Existe, no entanto, um aspecto que eu acho muito importante: Segundo a teoria de Maxwell,
um elétron acelerado, bem como uma carga elétrica, emite energia radiante. E a física
moderna continua aceitando esta idéia, desde que o elétron não se encontre numa órbita
permitida. Que dizer sobre um elétron, ou uma carga elétrica, em
repouso num campo gravitacional? Estaria a teoria de Maxwell também incompleta no que diz
respeito ao comportamento de cargas elétricas em campos gravitacionais? Ou o Princípio
da Equivalência não é tão geral quanto suposto por Einstein? (19) E, neste caso, em que isto afetaria sua Teoria da
Relatividade Geral?
e) Paradoxos da Física Moderna
////////Nada falamos, ainda, sobre o caráter
dualista do elétron, o qual mostra-se compatível com algumas interpretações da
"realidade quântica". Neste item comentaremos algumas analogias entre o
"elétron quântico" e o "elétron relativista".
////////O "elétron quântico"
seria aquele que "está autorizado" a não obedecer a teoria de Maxwell quando
numa "trajetória permitida"; e o "elétron relativista" seria o que
"está autorizado" a não obedecer a teoria de Maxwell quando num campo
gravitacional, obedecendo, assim, o princípio da equivalência de Einstein [vide o
comentado em (19)]. Ambos, nestas condições,
desobedecem algum princípio em detrimento de outro, afim de que emitam, ou não, energia
radiante.
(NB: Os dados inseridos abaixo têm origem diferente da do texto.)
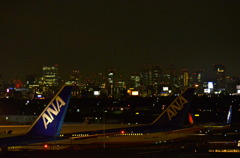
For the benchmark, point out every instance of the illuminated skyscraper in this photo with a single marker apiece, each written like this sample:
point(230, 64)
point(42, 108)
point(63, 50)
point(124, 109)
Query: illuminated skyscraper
point(219, 70)
point(50, 75)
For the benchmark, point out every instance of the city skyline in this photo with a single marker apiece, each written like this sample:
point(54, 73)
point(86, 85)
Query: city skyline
point(96, 36)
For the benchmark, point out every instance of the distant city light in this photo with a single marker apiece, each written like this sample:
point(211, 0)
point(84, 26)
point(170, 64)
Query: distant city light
point(96, 93)
point(135, 93)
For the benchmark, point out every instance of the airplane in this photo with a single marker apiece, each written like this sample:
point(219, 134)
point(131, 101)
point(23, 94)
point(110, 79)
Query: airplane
point(166, 127)
point(210, 129)
point(47, 126)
Por outro lado, o "fóton quântico", ao viajar no espaço,
comporta-se como se fosse uma onda; e o "fóton relativista", ao viajar num
campo gravitacional, mostra-nos um caráter corpuscular, ou seja, sofre os efeitos deste
campo (ainda que possamos dizer que é o espaço que se modifica, e não o fóton em si).
Sabemos ainda que no seu contato com a matéria, e portanto no seu relacionamento com
elétrons, o "fóton quântico" comporta-se freqüentemente como se fosse um
corpúsculo (efeitos fotoelétrico e Compton) em interação com outro corpúsculo (o
"elétron quântico); e o "elétron relativístico" emite luz quando num
referencial acelerado, um fenômeno que é explicável através da natureza
matemático-ondulatória do que é emitido (variação de campo), ou seja, do fóton.
////////Estas aparentes incompatibilidades
entre eletromagnetismo, relatividade e física quântica, por um lado, e caráter
corpuscular ou ondulatório, por outro, traduzem-se no antagonismo física moderna, de um
lado, e intuição e senso comum, de outro.
f) O Realismo "Relativista"
////////No próprio
ano de 1916, Einstein formulou o Princípio Geral da Relatividade, em que generalizava o
Princípio de Galileu para outros sistemas de referência e incorporava ao mesmo as
idéias contidas em seu princípio da equivalência:
Princípio da Relatividade Geral (PRG): As
leis da natureza são as mesmas, quaisquer que sejam os sistemas coordenados gaussianos em
que sejam formuladas (20).
////////Trata-se, sem sombra de dúvidas, de
um princípio discriminador, conferindo às leis da natureza um privilégio não
intuitivo. Poderíamos então concluir que o princípio admite, além das leis da
natureza, uma outra categoria de universais: a expressão matemática das leis da
natureza. Mas isto é equivalente a concluir pela existência de um novo tipo de realismo,
não descrito nos itens anteriores:
Realismo "Relativista": Doutrina
que admite, "a priori", o princípio da relatividade geral.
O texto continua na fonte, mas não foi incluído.